As if she needed to justify herself to him. She was always putting herself in harm's way when it came to the good of those around her. It was one of the things he had loved about her, both then and now.  Calis almost allowed himself a smirk. Almost.

“That’s stupid and foolish of you. But you are alive… and that is enough.”

He bent down to look at the children who clung to the saintess’s skirts. Checking for any wounds. They flinched away from him. 

“Are you hurt?” he asked softly. Several of them shook their heads “no’ as they were too afraid to speak. 

“Good,” He stood up. His cloak billowed in the cold wind as he turned towards his men. “Burn the dead and salvage what you can. We will escort the saintess and the rest to the waypoint.” There was a chorus of ‘yes, sir’s’ as his men got to work helping the survivors. 

The saintess hesitated before stepping closer to him, studying Calis with a courage he had not expected. 

“You’re nothing as they described,” she murmured.

Calis stiffened, unsure of what to do about her closeness. “Leave this place, Saintess. Do not tempt fate a second time.”

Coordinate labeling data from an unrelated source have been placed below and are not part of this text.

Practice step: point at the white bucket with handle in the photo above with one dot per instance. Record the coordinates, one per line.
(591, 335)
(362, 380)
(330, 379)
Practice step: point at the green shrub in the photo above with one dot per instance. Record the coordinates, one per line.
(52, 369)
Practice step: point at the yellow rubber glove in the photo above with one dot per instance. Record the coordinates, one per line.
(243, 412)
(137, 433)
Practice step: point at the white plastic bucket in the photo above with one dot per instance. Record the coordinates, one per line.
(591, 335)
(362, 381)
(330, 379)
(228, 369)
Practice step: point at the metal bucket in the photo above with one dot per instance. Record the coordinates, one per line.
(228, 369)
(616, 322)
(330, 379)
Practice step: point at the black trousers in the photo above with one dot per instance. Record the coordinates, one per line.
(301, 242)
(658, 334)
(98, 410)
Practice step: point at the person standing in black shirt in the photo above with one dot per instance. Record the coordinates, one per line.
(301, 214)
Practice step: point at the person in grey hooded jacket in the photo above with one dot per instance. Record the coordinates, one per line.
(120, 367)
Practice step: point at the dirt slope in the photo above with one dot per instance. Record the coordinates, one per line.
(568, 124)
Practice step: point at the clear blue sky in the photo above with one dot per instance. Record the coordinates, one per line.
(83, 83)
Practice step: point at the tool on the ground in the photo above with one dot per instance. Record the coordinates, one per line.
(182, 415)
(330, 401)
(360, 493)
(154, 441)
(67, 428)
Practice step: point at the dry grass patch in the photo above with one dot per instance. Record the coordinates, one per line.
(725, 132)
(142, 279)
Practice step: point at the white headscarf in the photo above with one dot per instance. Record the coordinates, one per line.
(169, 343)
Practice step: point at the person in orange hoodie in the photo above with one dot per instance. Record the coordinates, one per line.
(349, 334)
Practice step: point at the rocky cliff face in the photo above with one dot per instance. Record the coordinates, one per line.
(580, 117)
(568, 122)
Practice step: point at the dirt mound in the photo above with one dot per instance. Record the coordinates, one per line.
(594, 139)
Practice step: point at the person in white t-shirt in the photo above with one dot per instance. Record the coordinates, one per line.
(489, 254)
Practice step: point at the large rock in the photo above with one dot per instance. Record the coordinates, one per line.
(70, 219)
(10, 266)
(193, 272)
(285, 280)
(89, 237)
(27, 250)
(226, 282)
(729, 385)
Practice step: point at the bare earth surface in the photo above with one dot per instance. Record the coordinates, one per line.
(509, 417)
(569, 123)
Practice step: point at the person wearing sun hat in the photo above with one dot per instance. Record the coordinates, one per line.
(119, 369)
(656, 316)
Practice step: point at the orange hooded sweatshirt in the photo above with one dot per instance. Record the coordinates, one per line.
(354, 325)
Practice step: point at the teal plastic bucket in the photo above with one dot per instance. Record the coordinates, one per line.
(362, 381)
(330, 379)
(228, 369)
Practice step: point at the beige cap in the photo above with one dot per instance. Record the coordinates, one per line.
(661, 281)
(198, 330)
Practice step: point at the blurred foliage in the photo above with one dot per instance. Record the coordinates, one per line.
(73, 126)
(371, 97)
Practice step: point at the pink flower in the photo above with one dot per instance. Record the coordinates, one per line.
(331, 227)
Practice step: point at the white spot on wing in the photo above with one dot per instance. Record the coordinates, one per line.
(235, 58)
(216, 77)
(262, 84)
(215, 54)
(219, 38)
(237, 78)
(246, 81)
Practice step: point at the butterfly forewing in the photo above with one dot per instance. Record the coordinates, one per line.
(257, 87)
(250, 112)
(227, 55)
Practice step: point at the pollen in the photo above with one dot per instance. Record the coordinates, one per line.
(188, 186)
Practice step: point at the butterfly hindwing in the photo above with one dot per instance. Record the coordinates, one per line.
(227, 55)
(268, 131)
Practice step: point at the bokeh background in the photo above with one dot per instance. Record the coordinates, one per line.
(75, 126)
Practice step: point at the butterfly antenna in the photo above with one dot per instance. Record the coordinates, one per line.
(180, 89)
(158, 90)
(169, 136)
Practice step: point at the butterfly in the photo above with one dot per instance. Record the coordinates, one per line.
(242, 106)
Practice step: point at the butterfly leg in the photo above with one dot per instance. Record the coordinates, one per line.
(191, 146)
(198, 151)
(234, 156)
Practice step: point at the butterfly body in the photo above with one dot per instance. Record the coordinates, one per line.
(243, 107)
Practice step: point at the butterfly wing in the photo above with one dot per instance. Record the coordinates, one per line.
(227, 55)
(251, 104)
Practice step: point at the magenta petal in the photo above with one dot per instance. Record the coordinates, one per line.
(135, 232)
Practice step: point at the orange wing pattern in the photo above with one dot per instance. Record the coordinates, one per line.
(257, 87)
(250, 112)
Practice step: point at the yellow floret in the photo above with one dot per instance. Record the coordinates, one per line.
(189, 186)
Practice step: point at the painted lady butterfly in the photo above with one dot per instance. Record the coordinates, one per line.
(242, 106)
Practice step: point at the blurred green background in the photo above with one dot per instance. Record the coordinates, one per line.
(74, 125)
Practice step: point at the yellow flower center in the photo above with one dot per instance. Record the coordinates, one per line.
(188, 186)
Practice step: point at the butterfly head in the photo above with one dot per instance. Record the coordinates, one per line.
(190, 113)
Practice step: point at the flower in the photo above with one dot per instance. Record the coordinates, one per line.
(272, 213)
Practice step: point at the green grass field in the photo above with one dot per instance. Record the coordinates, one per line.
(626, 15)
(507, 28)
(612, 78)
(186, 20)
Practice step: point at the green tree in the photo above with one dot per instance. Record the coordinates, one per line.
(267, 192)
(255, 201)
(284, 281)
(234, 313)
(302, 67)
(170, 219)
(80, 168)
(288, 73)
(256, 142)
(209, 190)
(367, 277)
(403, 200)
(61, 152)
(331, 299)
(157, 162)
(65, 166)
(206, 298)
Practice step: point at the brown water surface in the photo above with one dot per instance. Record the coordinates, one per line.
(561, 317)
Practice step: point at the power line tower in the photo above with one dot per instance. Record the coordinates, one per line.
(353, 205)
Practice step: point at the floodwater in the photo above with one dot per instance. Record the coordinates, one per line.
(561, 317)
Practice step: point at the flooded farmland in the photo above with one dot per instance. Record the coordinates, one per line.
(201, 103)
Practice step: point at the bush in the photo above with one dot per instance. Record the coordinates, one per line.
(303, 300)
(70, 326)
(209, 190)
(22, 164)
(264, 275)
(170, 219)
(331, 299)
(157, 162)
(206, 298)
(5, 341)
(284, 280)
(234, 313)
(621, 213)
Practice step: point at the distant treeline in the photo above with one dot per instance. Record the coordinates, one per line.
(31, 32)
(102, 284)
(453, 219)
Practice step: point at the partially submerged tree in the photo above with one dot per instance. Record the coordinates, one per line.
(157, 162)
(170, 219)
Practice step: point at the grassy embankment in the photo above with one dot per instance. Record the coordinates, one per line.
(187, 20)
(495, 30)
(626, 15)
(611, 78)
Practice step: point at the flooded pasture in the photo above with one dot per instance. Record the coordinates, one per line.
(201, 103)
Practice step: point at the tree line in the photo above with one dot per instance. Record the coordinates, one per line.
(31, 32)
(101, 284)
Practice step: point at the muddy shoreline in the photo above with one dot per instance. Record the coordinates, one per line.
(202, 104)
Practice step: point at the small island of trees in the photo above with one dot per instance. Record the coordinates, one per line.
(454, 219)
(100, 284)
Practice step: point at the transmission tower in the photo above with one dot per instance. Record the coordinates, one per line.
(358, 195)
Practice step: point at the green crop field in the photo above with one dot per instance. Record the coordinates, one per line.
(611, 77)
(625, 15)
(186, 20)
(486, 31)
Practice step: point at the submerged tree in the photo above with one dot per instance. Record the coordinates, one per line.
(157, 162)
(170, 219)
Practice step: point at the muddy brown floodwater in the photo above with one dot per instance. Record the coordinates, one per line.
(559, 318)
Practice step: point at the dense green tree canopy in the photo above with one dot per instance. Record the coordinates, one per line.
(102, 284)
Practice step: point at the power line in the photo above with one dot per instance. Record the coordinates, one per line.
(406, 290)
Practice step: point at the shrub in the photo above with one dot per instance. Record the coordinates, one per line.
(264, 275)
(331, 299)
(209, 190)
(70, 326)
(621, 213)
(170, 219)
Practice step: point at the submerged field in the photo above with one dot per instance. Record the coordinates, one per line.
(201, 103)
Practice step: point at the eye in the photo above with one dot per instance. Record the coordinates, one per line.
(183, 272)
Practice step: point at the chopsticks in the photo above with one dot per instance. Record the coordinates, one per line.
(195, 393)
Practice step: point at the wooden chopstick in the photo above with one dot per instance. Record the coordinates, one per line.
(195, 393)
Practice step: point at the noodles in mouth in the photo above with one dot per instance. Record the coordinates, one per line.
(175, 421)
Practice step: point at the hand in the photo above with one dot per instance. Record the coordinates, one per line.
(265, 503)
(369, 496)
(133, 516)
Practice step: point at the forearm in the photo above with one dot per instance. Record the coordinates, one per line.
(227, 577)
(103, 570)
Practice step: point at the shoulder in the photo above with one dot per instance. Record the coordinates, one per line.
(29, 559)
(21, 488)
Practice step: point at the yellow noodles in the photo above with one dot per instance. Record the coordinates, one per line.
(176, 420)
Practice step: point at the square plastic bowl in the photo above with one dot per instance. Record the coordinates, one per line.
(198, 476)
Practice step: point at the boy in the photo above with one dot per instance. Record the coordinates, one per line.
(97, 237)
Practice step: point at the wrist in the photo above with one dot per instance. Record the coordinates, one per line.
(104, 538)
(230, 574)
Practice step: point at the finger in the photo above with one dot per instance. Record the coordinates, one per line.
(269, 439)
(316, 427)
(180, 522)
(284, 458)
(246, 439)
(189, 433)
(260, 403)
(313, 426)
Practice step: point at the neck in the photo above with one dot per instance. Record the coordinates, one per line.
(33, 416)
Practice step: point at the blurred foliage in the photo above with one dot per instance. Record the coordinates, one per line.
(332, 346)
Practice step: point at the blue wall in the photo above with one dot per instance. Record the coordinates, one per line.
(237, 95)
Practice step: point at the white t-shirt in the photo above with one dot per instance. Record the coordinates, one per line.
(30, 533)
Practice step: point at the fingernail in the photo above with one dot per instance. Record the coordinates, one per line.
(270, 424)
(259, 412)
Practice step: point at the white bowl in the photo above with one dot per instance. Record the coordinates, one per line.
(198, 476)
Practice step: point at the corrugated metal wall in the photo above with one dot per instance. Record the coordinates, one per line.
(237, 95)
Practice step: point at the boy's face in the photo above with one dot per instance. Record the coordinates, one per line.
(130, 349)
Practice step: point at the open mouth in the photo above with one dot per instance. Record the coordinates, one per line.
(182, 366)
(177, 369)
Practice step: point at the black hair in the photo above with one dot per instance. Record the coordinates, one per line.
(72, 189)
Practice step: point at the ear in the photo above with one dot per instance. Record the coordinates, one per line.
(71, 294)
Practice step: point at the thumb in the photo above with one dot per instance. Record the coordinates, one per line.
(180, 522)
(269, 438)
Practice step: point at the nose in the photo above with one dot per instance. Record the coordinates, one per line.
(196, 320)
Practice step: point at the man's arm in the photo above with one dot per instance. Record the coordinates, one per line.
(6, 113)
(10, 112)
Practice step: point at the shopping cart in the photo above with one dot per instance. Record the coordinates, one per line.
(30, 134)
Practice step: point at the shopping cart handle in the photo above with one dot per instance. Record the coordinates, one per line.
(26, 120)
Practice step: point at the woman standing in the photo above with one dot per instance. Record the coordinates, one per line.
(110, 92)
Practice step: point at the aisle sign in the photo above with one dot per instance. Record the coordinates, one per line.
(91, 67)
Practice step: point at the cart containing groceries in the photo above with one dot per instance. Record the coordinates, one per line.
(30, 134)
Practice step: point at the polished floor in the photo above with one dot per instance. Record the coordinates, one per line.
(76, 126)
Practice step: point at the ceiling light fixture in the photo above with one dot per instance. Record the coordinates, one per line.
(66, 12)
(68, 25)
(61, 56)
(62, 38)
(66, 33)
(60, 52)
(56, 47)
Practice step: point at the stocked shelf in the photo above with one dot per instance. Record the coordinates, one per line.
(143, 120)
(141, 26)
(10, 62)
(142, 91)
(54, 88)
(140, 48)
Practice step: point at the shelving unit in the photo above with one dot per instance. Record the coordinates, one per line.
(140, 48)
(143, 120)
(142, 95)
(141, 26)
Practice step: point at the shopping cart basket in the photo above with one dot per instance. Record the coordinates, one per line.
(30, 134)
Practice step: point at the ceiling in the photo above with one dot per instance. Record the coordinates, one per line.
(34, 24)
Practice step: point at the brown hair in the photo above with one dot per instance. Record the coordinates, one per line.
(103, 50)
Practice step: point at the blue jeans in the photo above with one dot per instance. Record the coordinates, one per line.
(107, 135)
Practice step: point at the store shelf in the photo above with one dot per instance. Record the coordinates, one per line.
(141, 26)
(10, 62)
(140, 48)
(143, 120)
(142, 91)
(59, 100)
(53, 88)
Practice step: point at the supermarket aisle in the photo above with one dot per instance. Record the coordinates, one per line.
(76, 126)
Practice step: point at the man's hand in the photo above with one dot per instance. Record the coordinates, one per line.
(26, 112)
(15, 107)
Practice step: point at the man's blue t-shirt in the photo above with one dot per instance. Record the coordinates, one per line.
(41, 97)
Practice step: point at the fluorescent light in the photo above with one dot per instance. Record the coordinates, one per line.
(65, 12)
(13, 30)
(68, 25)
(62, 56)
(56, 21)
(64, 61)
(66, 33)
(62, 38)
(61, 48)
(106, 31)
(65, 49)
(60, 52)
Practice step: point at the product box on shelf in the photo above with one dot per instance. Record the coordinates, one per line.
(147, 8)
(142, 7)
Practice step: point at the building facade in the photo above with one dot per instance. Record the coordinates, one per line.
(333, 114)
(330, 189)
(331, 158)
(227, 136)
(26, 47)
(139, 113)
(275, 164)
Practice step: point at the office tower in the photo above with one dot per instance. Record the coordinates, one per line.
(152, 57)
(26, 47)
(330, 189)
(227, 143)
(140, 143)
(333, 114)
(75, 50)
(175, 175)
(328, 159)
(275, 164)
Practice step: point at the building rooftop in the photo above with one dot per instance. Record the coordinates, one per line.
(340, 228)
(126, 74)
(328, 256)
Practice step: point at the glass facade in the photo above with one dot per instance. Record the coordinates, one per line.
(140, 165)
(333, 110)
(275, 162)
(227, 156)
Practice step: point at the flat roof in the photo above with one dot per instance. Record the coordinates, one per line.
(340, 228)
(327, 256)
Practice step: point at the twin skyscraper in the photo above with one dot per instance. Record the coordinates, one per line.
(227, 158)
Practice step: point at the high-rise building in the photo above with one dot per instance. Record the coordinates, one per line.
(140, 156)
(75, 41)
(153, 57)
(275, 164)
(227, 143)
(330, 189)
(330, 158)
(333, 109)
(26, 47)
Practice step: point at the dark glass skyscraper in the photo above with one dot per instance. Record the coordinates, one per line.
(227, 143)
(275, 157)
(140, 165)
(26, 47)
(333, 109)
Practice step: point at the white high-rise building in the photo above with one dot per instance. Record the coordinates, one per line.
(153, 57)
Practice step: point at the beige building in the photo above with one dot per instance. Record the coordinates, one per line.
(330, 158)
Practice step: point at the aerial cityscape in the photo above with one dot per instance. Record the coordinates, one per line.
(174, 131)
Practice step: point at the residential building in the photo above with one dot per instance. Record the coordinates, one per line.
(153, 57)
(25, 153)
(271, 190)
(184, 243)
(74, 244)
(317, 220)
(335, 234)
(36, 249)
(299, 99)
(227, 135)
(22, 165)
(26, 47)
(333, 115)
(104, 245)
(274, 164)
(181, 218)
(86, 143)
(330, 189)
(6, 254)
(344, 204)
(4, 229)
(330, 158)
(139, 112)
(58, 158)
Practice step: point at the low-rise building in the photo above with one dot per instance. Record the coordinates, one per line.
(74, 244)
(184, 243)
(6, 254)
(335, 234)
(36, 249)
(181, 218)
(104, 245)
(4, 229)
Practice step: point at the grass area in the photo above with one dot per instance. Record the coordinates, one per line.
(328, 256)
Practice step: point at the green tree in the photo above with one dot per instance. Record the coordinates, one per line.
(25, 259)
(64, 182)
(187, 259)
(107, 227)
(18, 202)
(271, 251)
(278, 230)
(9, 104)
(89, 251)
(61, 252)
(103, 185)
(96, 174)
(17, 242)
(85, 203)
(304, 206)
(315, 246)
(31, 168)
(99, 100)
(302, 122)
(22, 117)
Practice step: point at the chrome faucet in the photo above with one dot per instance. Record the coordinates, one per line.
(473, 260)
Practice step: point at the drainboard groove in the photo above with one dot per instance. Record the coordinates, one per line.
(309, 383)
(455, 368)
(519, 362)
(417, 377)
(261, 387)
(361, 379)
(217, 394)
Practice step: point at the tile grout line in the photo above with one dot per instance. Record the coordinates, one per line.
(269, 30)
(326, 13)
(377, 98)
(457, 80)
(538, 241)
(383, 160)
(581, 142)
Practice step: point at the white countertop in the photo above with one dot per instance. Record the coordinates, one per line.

But as he turned away, her voice stopped him.

“ My name's Lyra by the way, not the saintess, Duke Calis. Thank you for your help.” There was a hint of a smile in Lyra’s voice. One that he dared not turn to see, for he would brake. 

It was the story’s expected path that led him to walk away, not acknowledging her comment. This was the first moment when the villain and the heroine stood on the same side.

The moment where destiny began to unravel.